Seminário Caldeirão da Santa Cruz do Deserto é encerrado em Crato

18:50 Fagner Soares 0Comentários

Durante três dias.

O primeiro Seminário Caldeirão, intitulado Um Projeto para o Futuro, no ano em que se lembram os 80 anos do “massacre”, levou, durante três dias, pesquisadores, estudantes, historiadores, cineastas e diversos especialistas discutirem meios e estratégias de gestão do patrimônio histórico e cultural do Caldeirão José Lourenço.

O local se torna o centro dos debates que entre outros objetivos, busca traçar um conjunto de metas de gerenciamento daquele espaço.  O evento teve como principais articuladores a Universidade Regional do Cariri (URCA), em parceria com a Secretaria de Cultura do Crato, aconteceu no Salão de Atos da universidade com uma programação que contou com palestras, mesas redondas, reunião de trabalho e visita técnica.

Na visita técnica ao Caldeirão na tarde dessa quinta-feira (14) o cineasta Rosemberg Cariry, falou sobre a comunidade do caldeirão na década de 30, classificando o massacre e o esquecimento dessa história como uma ferida profunda na história do Ceará. 

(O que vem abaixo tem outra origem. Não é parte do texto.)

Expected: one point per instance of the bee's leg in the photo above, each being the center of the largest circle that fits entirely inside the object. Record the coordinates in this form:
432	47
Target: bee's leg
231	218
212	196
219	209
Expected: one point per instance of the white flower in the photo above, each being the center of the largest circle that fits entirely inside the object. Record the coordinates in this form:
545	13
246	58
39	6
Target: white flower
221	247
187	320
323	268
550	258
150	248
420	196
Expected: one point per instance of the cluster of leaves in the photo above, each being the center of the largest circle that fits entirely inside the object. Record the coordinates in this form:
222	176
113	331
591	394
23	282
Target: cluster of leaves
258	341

Para o cineasta, é tempo do Estado, do Crato, da Região do Cariri pedir perdão pelo crime cometido e reconhecer a importância dessa experiência para que ela sirva de farol, de luz e de esperança. Para o futuro, Cariry aponta que “O caldeirão precisa novamente se tornar num centro de referência e também de estudos, de encontros e de partilhas e de incentivo aos movimentos sociais que acontece tanto na região como também no Nordeste”, disse.

O Caldeirão da Santa Cruz do Deserto passa a fazer parte do Geopark Araripe, se tornando o décimo Geossítio, tendo sido avaliado pelo representante da Unesco, o doutor Artur Sá, palestrante do primeiro dia. Ele disse que o local é, e se tornará um dos mais completos e importantes Geossítios da América Latina.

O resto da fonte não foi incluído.